薄い金属板に突条を設けて剛性を増大する。」(第149ページ第22ないし24行)

(10)甲第10号証の記載事項
甲第10号証には,次の記載がある。
「rimとは
意味・読み方・使い方
主な意味(特に円形のものの)縁(ふち),へり,(車輪のタイヤを取り付ける)枠,リム
・・・
研究社 新英和中辞典での「rim」の意味
・・・
名詞 可算名詞
1(特に円形のものの)縁(ふち),へり〔of〕・・・the rim of a cup カップの縁.
2(車輪のタイヤを取り付ける)枠,リム
・・・
Eゲイト英和辞典での「rim」の意味
・・・
名詞
1(丸い物の)縁(ふち),へり;(眼鏡の)縁
・a rim of a plate
2(車輪の)外輪,リム
・・・」

(11)甲第11号証の記載事項
本件特許出願前に頒布された刊行物である甲第11号証には,図面とともに,次の記載がある。
「回路形成印刷は図1に示すようにこのメッシュスクリーンとスキージを使って被印刷物とスクリーンの間にギャップを設けて印刷を行うギャップ印刷法が知られており,現在も主流の印刷工法である。」(第8ページ右欄第7ないし11行)

(12)甲第12号証の記載事項
本件特許出願前に頒布された刊行物である甲第12号証には,図面とともに,次の記載がある。
「【0018】
導電性ボールは径小化に伴い粉体のような振舞いを示すようになる。そのため,慣性力(重力)の支配が相対的に小さくなる。例えば,通常,電子部品などの生産は大気中で行われるため,整列部材として使用されるマスクには,静電気を帯びたり水分が付着したりする部分が生じる。導電性ボールが径大で質量が大きい場合には,慣性力(重力)が支配的である。導電性ボールをスキージでマスク上を移動する場合或いは導電性ボールを位置決め開口部に装入した場合に,移動する導電性ボールは十分な慣性力(重力)を有している。したがって,上記のようにマスクに部分的に生じた静電気または水分により吸着されることが少ない。」

2 無効理由(特許法第29条第2項)について
(1)本件発明と甲1発明との対比
本件発明と,甲1発明とを対比する。
ア 甲1発明は,「導電性ボール搭載用マスクの製造方法」に係る発明であるから,甲1発明の「2個のパターン開口部9」は,本件発明の「振り込まれた導電性ボールが挿通する複数の開口部」に相当する。

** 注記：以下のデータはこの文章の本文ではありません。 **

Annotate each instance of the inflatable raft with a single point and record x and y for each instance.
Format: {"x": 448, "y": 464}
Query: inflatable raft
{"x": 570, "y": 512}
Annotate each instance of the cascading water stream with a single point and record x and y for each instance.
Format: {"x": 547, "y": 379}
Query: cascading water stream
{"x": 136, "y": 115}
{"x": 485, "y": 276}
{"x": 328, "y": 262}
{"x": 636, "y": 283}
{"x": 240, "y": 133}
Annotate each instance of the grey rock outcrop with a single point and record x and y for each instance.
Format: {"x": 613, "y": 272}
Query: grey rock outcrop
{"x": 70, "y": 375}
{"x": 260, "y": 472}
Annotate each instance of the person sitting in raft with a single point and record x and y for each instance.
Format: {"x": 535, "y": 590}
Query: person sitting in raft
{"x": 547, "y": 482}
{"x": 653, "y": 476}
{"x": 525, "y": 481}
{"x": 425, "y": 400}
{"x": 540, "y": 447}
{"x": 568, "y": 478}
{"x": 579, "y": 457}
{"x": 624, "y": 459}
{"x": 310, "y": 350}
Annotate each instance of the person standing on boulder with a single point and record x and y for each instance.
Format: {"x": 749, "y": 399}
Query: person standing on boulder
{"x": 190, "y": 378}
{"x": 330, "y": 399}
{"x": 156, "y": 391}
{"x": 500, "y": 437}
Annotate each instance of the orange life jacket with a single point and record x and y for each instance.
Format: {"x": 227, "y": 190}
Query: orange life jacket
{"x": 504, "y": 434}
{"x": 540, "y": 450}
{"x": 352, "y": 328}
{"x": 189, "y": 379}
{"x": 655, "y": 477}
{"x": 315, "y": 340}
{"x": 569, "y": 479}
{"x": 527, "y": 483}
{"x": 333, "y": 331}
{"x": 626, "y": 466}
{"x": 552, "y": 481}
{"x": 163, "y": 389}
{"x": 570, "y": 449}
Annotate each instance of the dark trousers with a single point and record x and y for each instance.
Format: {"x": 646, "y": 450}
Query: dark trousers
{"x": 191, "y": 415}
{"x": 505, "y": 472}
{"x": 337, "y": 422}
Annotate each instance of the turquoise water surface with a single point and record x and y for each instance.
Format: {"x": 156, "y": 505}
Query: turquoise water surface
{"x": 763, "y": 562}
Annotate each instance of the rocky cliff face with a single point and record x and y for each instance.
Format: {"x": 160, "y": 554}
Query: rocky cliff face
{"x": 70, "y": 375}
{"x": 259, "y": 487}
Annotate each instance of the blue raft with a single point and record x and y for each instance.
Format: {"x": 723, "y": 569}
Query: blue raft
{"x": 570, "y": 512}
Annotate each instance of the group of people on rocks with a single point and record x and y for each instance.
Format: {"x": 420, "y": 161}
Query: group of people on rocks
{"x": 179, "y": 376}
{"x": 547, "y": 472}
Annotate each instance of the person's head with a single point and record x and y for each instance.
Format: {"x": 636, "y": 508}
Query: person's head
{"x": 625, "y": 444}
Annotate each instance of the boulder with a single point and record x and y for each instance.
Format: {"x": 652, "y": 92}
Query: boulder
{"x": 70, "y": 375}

イ 甲1発明のマスクは,「電鋳母型1から引き剥がされた平坦な一方の面と,前記一方の面を基準面として,1次電着層6と2次電着層12の合計の厚さを有する凹部ではない領域と,1次電着層6と2次電着層12の合計の厚さを有する前記凹部ではない領域に隣接する領域であって,前記一方の面を基準面として,その厚さを,1次電着層6と2次電着層12の合計の厚さから,2次電着層12の厚さにまで減少させる,下方に向かって略円弧状に形成された凹部の縁部である領域と,前記凹部の縁部である領域に隣接する,2個のパターン開口部9を含む領域であって,前記一方の面を基準面として2次電着層12の厚さを有するパターン開口部周辺の領域とを備え」る形状を有するものである。
そして,当該マスクは,1次電着層6と2次電着層12とによって形成される。
そうすると,前記マスクのうち,前記「一方の面」を基準面として,2次電着層12の厚さまでの部分は,本件発明の「メッキにより形成」された「マスク本体」に相当するといえる。

ウ 甲1発明の凹部が,「基板の導電性ボール搭載部の電極の上に形成されているフラックス等が前記マスクに付着するのを防止することを目的として,基板面側の開口パターン周辺部に形成されるものであ」ることから,甲1発明の凹部は,導電性ボールが振り込まれる側ではなく基板の電極と対向する側となるマスク本体裏面に存在することは明らかである。
そうすると,甲1発明のマスクのうち,上記イの「マスク本体」を除く部分,すなわち,甲1発明のマスクの凹部ではない領域及び凹部の縁部である領域とを併せた領域における一方の面を基準面として2次電着層12の厚さを超える部分と,本件発明の「メッキにより形成され,導電性ボールが振り込まれる側ではなく基板の電極と対向する側となる前記マスク本体裏面の前記開口部以外に部分的に突出され,互いに分離独立した複数の突起」とは,メッキにより形成され,導電性ボールが振り込まれる側ではなく基板の電極と対向する側となるマスク本体裏面の開口部以外に部分的に設けられた部分である限りにおいて一致する。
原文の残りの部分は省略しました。